Flüchtlinge verklagen Tschechien

Asyldebatte

Flüchtlinge verklagen Tschechien

In Tschechien haben 123 Flüchtlinge aufgrund schlechter Bedingungen in den Unterbringungen Klage gegen den Staat eingereicht. Das bestätigte das Polizeipräsidium am Montag gegenüber Medien. Für Justizminister Robert Pelikan von der populistischen Protestpartei ANO sind die Umstände dort "in einigen Aspekten schlechter als im Gefängnis".

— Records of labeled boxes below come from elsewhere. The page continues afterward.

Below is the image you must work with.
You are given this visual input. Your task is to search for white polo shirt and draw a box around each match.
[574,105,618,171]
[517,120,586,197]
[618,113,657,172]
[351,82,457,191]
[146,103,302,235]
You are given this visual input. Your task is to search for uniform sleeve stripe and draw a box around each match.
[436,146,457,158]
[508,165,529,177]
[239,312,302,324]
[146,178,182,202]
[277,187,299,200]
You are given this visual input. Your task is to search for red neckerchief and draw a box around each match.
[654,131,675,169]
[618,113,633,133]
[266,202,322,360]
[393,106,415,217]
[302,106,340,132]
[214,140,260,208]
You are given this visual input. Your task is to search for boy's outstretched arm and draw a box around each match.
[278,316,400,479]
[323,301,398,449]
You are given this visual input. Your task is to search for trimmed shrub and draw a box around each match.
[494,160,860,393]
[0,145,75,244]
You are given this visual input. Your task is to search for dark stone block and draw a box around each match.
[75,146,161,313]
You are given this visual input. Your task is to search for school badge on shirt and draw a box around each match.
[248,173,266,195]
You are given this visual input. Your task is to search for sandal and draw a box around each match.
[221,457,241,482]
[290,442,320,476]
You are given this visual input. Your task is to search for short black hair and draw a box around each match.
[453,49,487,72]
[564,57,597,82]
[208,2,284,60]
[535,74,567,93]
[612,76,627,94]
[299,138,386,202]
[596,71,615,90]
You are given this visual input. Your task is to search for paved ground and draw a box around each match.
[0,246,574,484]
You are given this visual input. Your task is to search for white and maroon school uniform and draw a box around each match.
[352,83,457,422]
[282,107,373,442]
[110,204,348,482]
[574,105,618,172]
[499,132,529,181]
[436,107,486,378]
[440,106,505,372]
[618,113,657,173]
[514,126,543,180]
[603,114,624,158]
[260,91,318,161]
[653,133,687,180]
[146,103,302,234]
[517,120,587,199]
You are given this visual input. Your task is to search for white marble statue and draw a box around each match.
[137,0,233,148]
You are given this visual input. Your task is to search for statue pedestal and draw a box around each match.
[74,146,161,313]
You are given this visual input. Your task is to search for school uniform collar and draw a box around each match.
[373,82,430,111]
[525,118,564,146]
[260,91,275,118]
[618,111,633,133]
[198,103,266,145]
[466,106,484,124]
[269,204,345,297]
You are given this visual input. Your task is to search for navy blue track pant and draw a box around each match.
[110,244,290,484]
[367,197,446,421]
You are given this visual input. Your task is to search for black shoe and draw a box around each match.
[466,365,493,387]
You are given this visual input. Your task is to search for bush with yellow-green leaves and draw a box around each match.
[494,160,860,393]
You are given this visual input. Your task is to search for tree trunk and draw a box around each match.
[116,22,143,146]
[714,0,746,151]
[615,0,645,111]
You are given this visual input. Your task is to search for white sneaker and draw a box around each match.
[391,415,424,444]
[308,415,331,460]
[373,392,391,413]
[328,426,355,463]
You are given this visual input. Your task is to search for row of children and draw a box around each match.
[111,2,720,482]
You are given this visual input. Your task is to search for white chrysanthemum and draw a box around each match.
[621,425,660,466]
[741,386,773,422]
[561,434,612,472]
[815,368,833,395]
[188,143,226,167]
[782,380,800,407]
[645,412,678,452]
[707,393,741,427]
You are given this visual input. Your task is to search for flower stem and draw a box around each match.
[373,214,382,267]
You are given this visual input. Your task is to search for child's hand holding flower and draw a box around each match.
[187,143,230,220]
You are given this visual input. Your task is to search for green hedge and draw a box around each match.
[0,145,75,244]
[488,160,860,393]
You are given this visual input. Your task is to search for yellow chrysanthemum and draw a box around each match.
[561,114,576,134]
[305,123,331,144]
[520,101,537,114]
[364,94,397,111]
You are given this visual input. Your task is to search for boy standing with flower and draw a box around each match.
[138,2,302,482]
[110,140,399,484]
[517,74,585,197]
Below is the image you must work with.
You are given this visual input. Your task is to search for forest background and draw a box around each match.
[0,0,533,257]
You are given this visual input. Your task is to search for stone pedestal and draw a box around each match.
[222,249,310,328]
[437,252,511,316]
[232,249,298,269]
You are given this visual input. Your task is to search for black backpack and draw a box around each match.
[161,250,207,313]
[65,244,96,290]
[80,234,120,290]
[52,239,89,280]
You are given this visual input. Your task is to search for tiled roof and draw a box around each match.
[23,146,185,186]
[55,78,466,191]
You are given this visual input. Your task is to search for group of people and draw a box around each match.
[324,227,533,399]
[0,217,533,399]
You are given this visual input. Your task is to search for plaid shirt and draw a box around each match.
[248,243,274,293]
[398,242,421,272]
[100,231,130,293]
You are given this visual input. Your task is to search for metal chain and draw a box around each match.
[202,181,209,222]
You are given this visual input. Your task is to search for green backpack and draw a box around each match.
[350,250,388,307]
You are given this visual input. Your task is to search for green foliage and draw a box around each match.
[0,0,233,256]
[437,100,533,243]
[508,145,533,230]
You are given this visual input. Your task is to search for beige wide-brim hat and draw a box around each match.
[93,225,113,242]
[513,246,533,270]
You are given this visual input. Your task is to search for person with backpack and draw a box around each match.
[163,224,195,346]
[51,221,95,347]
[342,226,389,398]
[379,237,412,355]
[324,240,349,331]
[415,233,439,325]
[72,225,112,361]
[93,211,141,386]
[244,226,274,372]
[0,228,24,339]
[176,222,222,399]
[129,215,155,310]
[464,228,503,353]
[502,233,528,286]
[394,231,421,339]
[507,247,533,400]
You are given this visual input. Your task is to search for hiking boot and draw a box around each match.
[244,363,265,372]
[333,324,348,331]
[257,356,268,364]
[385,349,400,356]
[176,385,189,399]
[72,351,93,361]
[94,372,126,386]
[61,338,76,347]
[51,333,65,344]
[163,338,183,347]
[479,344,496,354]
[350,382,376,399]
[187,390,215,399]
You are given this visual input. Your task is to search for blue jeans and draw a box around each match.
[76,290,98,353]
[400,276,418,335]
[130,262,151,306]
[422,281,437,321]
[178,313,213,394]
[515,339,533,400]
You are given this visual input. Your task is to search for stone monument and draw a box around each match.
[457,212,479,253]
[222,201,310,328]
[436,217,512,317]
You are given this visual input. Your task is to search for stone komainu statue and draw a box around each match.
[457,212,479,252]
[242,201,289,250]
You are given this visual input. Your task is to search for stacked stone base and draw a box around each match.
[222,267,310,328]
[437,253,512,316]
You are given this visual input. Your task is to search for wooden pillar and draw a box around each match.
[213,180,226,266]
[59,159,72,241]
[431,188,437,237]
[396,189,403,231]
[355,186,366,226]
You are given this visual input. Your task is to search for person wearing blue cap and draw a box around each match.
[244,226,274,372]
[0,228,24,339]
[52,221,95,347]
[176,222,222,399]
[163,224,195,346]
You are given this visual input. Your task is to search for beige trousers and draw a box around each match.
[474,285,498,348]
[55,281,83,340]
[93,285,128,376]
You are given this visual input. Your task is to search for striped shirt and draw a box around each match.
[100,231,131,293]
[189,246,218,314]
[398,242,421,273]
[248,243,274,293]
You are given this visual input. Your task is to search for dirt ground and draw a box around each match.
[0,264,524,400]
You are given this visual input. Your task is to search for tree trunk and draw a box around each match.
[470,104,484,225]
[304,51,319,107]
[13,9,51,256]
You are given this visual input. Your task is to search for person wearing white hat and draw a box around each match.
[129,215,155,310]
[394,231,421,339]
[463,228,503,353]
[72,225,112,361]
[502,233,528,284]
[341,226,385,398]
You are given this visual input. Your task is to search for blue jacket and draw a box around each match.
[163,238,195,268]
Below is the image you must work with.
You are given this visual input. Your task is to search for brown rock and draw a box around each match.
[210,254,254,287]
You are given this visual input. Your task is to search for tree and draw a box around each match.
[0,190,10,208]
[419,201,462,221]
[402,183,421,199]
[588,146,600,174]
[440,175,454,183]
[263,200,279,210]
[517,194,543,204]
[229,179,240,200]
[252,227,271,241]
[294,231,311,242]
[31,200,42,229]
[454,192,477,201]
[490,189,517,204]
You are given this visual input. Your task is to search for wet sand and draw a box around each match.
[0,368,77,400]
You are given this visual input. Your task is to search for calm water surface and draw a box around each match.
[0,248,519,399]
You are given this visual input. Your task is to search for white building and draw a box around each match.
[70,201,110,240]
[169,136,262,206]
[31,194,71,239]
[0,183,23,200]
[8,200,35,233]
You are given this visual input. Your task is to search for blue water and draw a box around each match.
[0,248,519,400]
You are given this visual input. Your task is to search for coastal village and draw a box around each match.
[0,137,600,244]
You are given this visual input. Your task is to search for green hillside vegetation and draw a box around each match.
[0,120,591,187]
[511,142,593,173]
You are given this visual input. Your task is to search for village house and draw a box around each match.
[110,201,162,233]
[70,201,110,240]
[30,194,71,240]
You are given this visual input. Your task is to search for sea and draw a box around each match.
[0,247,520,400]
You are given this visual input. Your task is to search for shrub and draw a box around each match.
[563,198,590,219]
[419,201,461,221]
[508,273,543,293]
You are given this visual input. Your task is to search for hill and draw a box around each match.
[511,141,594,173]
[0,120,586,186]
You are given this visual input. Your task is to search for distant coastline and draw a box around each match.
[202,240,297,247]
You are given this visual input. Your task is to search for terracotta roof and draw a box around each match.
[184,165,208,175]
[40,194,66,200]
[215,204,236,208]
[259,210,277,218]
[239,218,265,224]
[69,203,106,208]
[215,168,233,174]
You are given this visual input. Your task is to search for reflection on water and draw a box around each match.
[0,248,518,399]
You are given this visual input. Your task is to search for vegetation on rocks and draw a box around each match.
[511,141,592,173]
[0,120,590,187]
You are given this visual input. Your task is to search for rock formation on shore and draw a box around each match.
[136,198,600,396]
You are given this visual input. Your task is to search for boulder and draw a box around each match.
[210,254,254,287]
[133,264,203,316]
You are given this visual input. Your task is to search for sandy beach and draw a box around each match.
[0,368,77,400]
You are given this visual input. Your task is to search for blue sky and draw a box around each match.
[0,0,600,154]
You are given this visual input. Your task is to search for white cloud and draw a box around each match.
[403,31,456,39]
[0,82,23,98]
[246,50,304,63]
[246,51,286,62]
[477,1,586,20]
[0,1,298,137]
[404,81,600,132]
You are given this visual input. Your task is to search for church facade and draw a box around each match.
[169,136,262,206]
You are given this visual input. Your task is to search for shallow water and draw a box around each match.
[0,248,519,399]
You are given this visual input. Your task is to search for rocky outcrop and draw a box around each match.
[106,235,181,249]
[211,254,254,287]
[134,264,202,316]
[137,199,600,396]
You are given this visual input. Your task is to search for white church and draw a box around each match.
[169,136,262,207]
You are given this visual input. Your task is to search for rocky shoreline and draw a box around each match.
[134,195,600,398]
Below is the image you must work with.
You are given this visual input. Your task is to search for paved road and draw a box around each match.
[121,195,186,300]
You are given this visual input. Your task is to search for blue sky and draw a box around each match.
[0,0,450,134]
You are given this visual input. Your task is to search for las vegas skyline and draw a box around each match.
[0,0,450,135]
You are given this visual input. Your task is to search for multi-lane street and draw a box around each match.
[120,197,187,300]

Flüchtlinge werden festgehalten
Seit Wochen wird Kritik am Umgang der tschechischen Behörden mit der Flüchtlingskrise laut. Hilfsorganisationen prangern an, dass schutzsuchende Menschen - darunter Kinder - in mit Stacheldraht umzäunten Internierungslagern festgehalten werden. Justizminister Pelikan verwies darauf, dass Flüchtlinge nur aufgrund erforderlicher Amtshandlungen wie ihre Registrierung festgehalten werden dürften. Nach seinen Angaben würden sie jedoch keinerlei Informationen über die Länge ihres Aufenthalts in den Einrichtungen erhalten.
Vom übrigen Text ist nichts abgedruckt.